A sustainable business means a safety-conscious business and maintains the license to operate. You cannot run a business that allows incidents and accidents to happen. You need to instill a safety culture that implements the mindset that all accidents are preventable. A sustainable oil & gas business is also a low-carbon business. Not only since the Paris Agreements, we look at our energy intensity, and the carbon footprint needed to produce one barrel of oil. We are committed to become carbon neutral by 2050 and to significantly reduce our carbon footprint until 2030 through portfolio optimization measures and the elimination of routine flaring. A sustainable business is also built on partnerships, and upstream has experience in this area because of the risk sharing and high capital intensity nature of our business. Joint ventures, bring technology, innovation, knowledge, and resources together.

Downstream business is associated with a higher carbon footprint, so how do you manage that whilst having a sustainable and diversified production flow?

We are actively transforming our product portfolio towards a higher share of non-energy products and are repositioning ourselves for a low carbon future. Up to EUR1 billion will be invested by 2025 in innovative solutions that contribute to the energy transition and to the circular economy, such as ReOil, recycling and Biooil Coprocessing. We have always been an integrated business, and now, we have expanded our value chain toward chemicals. Hydrogen generation, storage and transportation, as well as carbon capture, and storage, are already in the technology mix of oil and gas companies of the future. The bottom line is you want to have the right balance, and a clear goal to become carbon neutral.

For overall digital transformation, how do you see the progress of the industry, and how much more can technology make your organization more resilient and sustainable?

The pandemic has pushed everyone to think of new ways to work together. The success of digitalization relies on the accessibility of data and the analysis of this data with different tools. With cloud applications, data can be at the tip of one’s hand anywhere. OMV has a history of being at the forefront of digital tools in production and services. We have a large amount of data from our operations, and convergent use of digital and analogue data in machine controls for increased efficiency and availability and more targeted maintenance activities is vital for the business and safety performance. Leveraging our experience, collaborating with strategic partners and transforming key elements of IT landscape into platforms allow us to execute a solid, well balanced portfolio of use-case and value driven digital endeavors. In our Upstream flagship digital transformation Program DigitUp we aim to reduce the time from discovery to development by 75% and reduce 90% of the planning time for a well just with the use of available data and digital tools.
Digitalization is no longer a choice; it is a necessity and a mindset.
OMV invests in digitalization in several dimensions:
• Cyber security to safeguard the business
• Process digitalization to improve business models and process efficiency
• Advanced analytics by integrating data domains in a data lake environment to enhance decision making and drive predictive maintenance ambitions
• Automation, AI & Robotics to optimize operations, increase HSSE effectiveness and improve corporate processes
• Connectivity & Sensing to digitalize plant operations and connect the workforce
• Hybrid IT infrastructure integration as a state-of-the-art IT foundation layer
• Digital Dexterity as our ambition to implement a new culture and digital mindset

How important is Abu Dhabi for OMV, and what are the plans for future developments?

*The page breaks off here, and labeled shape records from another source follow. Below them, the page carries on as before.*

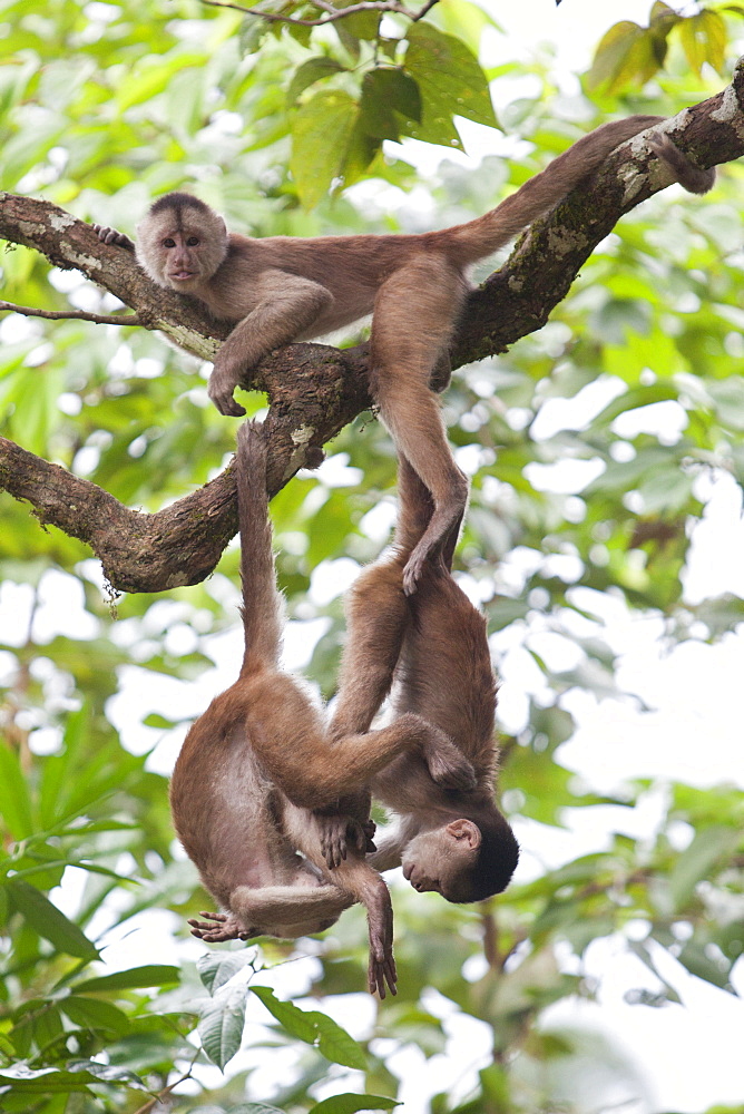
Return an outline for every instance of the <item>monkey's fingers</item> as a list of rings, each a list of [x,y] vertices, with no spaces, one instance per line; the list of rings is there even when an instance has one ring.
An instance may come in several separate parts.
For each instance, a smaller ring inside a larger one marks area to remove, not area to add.
[[[423,563],[425,560],[425,555],[417,557],[415,555],[409,558],[409,563],[403,569],[403,593],[407,596],[412,596],[415,589],[419,587],[419,580],[421,579],[421,574],[423,571]]]
[[[381,1001],[385,999],[388,987],[391,994],[398,994],[398,973],[392,951],[383,957],[370,956],[368,985],[370,994],[378,994]]]
[[[224,381],[218,373],[212,372],[209,378],[209,384],[207,387],[207,394],[216,405],[221,414],[226,418],[242,418],[245,413],[245,407],[242,407],[239,402],[236,402],[233,398],[233,391],[237,384]]]

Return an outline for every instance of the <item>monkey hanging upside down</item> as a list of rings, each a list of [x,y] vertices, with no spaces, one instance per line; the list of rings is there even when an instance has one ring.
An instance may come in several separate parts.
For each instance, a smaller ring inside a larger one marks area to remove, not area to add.
[[[192,294],[218,320],[235,322],[209,380],[209,397],[223,414],[245,413],[233,392],[271,351],[373,314],[372,394],[398,452],[433,500],[403,571],[403,589],[411,594],[427,557],[461,520],[468,497],[430,385],[443,389],[449,381],[449,344],[469,290],[469,266],[552,208],[615,147],[663,119],[630,116],[605,124],[490,213],[421,235],[253,240],[228,233],[198,198],[166,194],[137,228],[137,258],[160,286]],[[715,172],[693,166],[667,135],[649,143],[686,189],[711,188]],[[95,227],[104,243],[134,248],[128,236]]]
[[[405,564],[427,529],[432,499],[405,457],[398,483],[393,546],[346,597],[347,642],[331,731],[363,740],[392,685],[393,724],[420,715],[456,745],[471,773],[457,786],[439,779],[435,765],[414,749],[372,778],[372,795],[395,819],[378,830],[378,850],[368,862],[379,870],[402,864],[414,889],[435,890],[448,901],[481,901],[506,889],[519,857],[493,801],[497,684],[486,619],[449,571],[459,522],[442,553],[424,563],[417,593],[405,596]],[[342,840],[336,860],[339,853]]]
[[[399,754],[415,752],[432,784],[469,784],[467,759],[415,713],[363,736],[332,740],[302,683],[278,667],[282,599],[276,589],[261,427],[238,430],[237,491],[245,654],[238,680],[188,732],[170,782],[178,837],[206,889],[226,913],[190,921],[207,941],[329,928],[361,901],[370,934],[369,988],[395,990],[390,893],[364,860],[371,779]],[[355,814],[334,809],[355,795]],[[315,812],[313,810],[323,810]],[[349,843],[334,858],[331,836]],[[351,834],[349,834],[351,833]]]

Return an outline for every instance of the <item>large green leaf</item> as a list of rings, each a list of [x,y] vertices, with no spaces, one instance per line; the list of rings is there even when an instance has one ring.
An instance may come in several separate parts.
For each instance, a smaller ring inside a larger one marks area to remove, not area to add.
[[[332,1018],[315,1009],[298,1009],[291,1001],[281,1001],[266,986],[252,986],[264,1006],[274,1015],[283,1028],[305,1044],[317,1045],[326,1059],[364,1071],[366,1056],[359,1044]]]
[[[247,986],[223,988],[199,1017],[198,1032],[209,1059],[224,1068],[241,1047]]]
[[[414,23],[407,39],[405,72],[421,94],[420,120],[408,120],[407,135],[458,147],[453,116],[497,126],[486,75],[463,42],[423,22]]]
[[[293,117],[290,166],[302,203],[309,208],[343,175],[358,114],[353,97],[329,89],[314,94]]]
[[[46,895],[28,882],[9,879],[7,885],[10,900],[29,927],[58,951],[80,959],[98,958],[96,946]]]

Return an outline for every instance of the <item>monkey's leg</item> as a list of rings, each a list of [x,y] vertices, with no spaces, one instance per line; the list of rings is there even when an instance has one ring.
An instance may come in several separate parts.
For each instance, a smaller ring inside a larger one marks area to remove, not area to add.
[[[401,574],[400,560],[380,561],[346,594],[346,645],[330,727],[334,740],[369,731],[390,692],[409,620]]]
[[[395,960],[393,959],[393,907],[390,891],[376,870],[373,870],[359,854],[350,856],[332,872],[325,864],[316,827],[307,824],[301,810],[287,809],[284,813],[295,846],[319,867],[325,877],[361,901],[366,909],[370,936],[370,962],[368,985],[370,993],[385,997],[385,985],[395,994]],[[323,887],[325,888],[325,887]]]
[[[424,561],[441,549],[468,500],[468,480],[454,463],[439,403],[429,389],[466,292],[457,268],[443,257],[425,256],[397,271],[380,289],[374,307],[372,390],[399,452],[434,504],[405,566],[407,595],[415,590]]]

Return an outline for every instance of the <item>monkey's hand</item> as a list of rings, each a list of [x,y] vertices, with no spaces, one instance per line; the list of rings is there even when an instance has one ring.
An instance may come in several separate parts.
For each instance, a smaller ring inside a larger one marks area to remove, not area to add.
[[[245,407],[242,407],[233,398],[233,391],[241,382],[241,377],[229,365],[221,363],[219,355],[221,352],[217,352],[217,359],[209,375],[207,394],[221,414],[225,414],[226,418],[242,418],[245,413]]]
[[[126,247],[128,252],[134,252],[135,250],[134,240],[129,240],[125,233],[117,232],[116,228],[107,228],[104,225],[95,224],[94,232],[101,244],[116,244],[117,247]]]
[[[241,922],[232,913],[205,912],[202,910],[199,917],[207,917],[208,920],[189,920],[192,936],[196,936],[206,944],[222,944],[224,940],[249,940],[251,935],[246,932]]]
[[[432,781],[443,789],[468,792],[476,788],[477,778],[472,764],[443,731],[432,733],[424,744],[423,758]]]

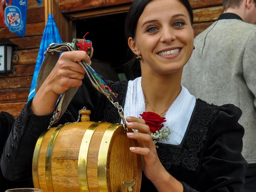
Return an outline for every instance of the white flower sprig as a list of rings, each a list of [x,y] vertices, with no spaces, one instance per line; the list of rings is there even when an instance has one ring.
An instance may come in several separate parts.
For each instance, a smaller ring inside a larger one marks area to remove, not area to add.
[[[171,133],[171,129],[167,126],[159,131],[155,131],[155,133],[152,132],[151,138],[155,144],[159,141],[167,141],[170,139],[169,135]]]

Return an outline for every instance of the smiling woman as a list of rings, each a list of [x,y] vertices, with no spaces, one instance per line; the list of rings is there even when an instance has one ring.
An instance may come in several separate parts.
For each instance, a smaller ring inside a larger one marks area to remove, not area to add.
[[[193,50],[192,24],[187,0],[135,0],[126,17],[132,63],[137,58],[141,76],[107,82],[124,109],[130,130],[127,137],[138,143],[129,150],[141,157],[142,192],[243,191],[247,164],[241,154],[241,110],[232,104],[219,106],[196,99],[180,84],[183,67]],[[8,138],[1,161],[7,178],[31,176],[36,141],[30,136],[36,140],[47,129],[58,97],[69,87],[79,88],[58,123],[75,121],[83,106],[91,111],[91,120],[121,122],[118,111],[95,90],[77,59],[90,62],[81,51],[62,54],[14,123],[11,135],[15,139]],[[140,115],[143,112],[161,120],[157,131],[170,129],[168,139],[156,144],[152,140],[151,125]],[[16,147],[10,149],[12,144]]]

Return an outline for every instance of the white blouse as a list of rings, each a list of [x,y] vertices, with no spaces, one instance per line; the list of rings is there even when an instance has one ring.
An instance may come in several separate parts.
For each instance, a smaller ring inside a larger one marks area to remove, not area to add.
[[[168,141],[158,143],[179,145],[182,141],[196,104],[196,97],[181,86],[181,91],[166,112],[164,126],[171,130]],[[141,117],[145,111],[145,100],[141,86],[141,77],[128,82],[125,107],[125,117]]]

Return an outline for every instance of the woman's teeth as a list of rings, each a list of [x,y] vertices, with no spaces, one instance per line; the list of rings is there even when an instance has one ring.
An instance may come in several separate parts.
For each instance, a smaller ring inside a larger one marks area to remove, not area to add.
[[[179,50],[180,48],[176,48],[175,49],[172,49],[170,50],[167,50],[165,51],[160,52],[158,53],[158,55],[161,56],[167,56],[167,55],[172,55],[178,53]]]

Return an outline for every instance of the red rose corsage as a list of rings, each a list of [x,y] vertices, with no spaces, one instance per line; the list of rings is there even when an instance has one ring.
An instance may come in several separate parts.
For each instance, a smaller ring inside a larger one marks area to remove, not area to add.
[[[149,126],[153,141],[155,143],[159,141],[169,141],[171,129],[168,126],[163,128],[163,123],[166,121],[165,118],[151,112],[144,112],[140,115]]]

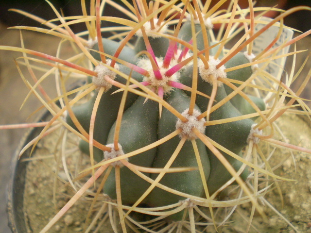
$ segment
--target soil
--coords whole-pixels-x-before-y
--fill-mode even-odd
[[[307,148],[311,148],[310,125],[303,118],[287,115],[283,116],[277,124],[291,144]],[[291,127],[294,127],[294,132],[288,130]],[[298,135],[296,132],[299,132]],[[47,137],[46,139],[42,140],[38,149],[32,156],[32,160],[28,162],[24,212],[28,223],[29,233],[39,232],[74,193],[72,188],[68,186],[62,187],[63,183],[57,181],[56,184],[57,194],[55,199],[56,204],[54,205],[53,187],[55,178],[51,171],[55,172],[56,167],[58,167],[59,176],[66,180],[61,162],[57,166],[55,158],[52,155],[54,151],[56,151],[56,154],[59,154],[60,146],[55,146],[55,142],[57,142],[57,138],[59,133],[60,132],[58,132],[54,133],[52,137]],[[281,138],[279,139],[281,139]],[[86,167],[88,158],[78,151],[72,152],[76,147],[75,142],[77,141],[71,139],[71,141],[72,143],[69,144],[70,146],[66,149],[70,151],[66,155],[66,161],[69,169],[76,173],[74,171],[81,171]],[[284,206],[283,207],[281,206],[280,196],[274,185],[272,186],[273,188],[264,195],[264,198],[299,232],[311,233],[311,156],[300,152],[294,151],[294,163],[288,151],[284,152],[284,150],[277,149],[275,155],[269,160],[272,167],[282,163],[282,165],[275,171],[276,174],[295,180],[293,182],[279,183],[284,198]],[[46,158],[36,159],[39,158],[39,156],[44,156]],[[76,164],[79,166],[77,166]],[[49,232],[84,232],[85,216],[90,203],[86,197],[82,198],[81,201],[75,204]],[[255,212],[250,233],[295,232],[285,221],[268,208],[267,204],[264,209],[267,219],[263,220],[260,215]],[[230,222],[226,224],[225,227],[219,229],[218,232],[245,232],[251,209],[251,204],[249,203],[238,206],[229,219]],[[101,230],[96,232],[112,232],[109,225],[109,222],[106,222],[100,228]],[[91,232],[94,232],[94,229]],[[214,232],[213,227],[208,227],[205,231],[207,233]]]
[[[31,160],[27,162],[28,165],[24,211],[27,233],[39,232],[75,193],[69,185],[65,186],[64,185],[64,183],[68,183],[68,179],[60,157],[60,145],[55,143],[55,142],[59,142],[60,133],[58,131],[40,141],[37,149],[31,157]],[[66,161],[71,175],[75,177],[79,171],[89,165],[89,157],[77,150],[76,142],[79,140],[75,135],[70,135],[69,137],[70,139],[66,149]],[[59,157],[55,158],[54,154]],[[24,161],[26,162],[27,159]],[[56,174],[59,178],[55,178],[54,174]],[[90,175],[88,175],[80,181],[85,182],[90,177]],[[81,183],[81,182],[75,183],[78,189],[81,187],[79,186]],[[81,198],[49,232],[84,232],[86,216],[91,203],[87,197],[86,195]],[[98,207],[98,205],[95,209]],[[109,223],[105,223],[102,230],[97,232],[106,232],[107,229],[111,232],[111,228],[109,227]],[[91,232],[94,232],[94,230],[93,229]]]

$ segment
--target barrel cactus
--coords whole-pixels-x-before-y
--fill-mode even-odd
[[[253,43],[277,22],[280,22],[281,30],[283,19],[288,14],[310,9],[293,8],[255,32],[255,24],[262,22],[254,12],[269,8],[254,8],[252,1],[248,19],[247,11],[240,9],[237,0],[232,1],[228,13],[220,12],[219,15],[215,11],[225,1],[211,8],[208,0],[205,4],[197,0],[177,4],[176,0],[138,0],[133,5],[122,1],[129,10],[106,1],[125,12],[131,20],[101,17],[105,1],[102,5],[99,0],[95,1],[92,1],[90,16],[71,18],[72,21],[66,22],[66,18],[54,9],[62,24],[48,23],[61,37],[75,42],[91,63],[88,68],[21,50],[69,67],[70,69],[64,71],[60,68],[61,76],[62,72],[71,71],[72,68],[88,76],[86,90],[73,100],[67,95],[60,97],[64,100],[62,108],[53,114],[42,134],[65,114],[61,124],[80,136],[79,147],[90,158],[87,170],[92,171],[93,176],[41,232],[48,231],[107,169],[102,178],[102,190],[97,191],[104,194],[109,205],[116,206],[124,232],[129,217],[144,219],[147,225],[164,219],[179,223],[180,228],[189,221],[189,229],[193,233],[198,219],[217,227],[215,208],[245,202],[253,206],[251,216],[255,209],[263,215],[257,201],[261,192],[259,173],[274,180],[284,179],[273,173],[264,157],[260,157],[265,165],[261,166],[255,162],[259,159],[250,158],[256,154],[255,148],[260,150],[260,141],[273,136],[273,123],[286,108],[276,103],[276,97],[275,103],[269,105],[264,94],[259,93],[271,92],[278,96],[281,92],[285,96],[289,92],[293,101],[297,99],[285,84],[270,77],[264,68],[283,47],[298,38],[273,49],[277,38],[256,55],[252,53]],[[129,31],[120,35],[120,41],[102,38],[101,21],[123,24],[119,29]],[[88,26],[88,41],[75,35],[69,27],[82,21]],[[227,24],[223,36],[217,39],[213,27],[219,23]],[[227,48],[237,28],[245,33],[232,48]],[[221,29],[220,32],[221,34]],[[263,67],[258,67],[260,63]],[[269,78],[277,87],[255,82],[259,76]],[[87,101],[75,104],[87,95]],[[254,180],[245,183],[250,176]],[[238,184],[245,197],[231,202],[215,199],[232,184]],[[154,232],[138,220],[133,221]],[[168,225],[164,226],[163,229]],[[115,227],[113,229],[116,231]]]

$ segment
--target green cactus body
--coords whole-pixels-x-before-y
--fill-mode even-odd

OMV opened a representative office in Abu Dhabi in 2007, and Mubadala has a long-standing relationship with OMV since 1994. We strongly value those close connections, and we can also put some of our strategic thinking in terms of technology on the ground. We are technology and efficiency driven, and the mindset and tools we bring have made an impact. We have currently deployed a team of more than 70 staff in Abu Dhabi. Highly skilled and experienced resources are not easy to find, especially now when people can work remotely from anywhere else, so we are really pleased we can rely on a top team in Abu Dhabi.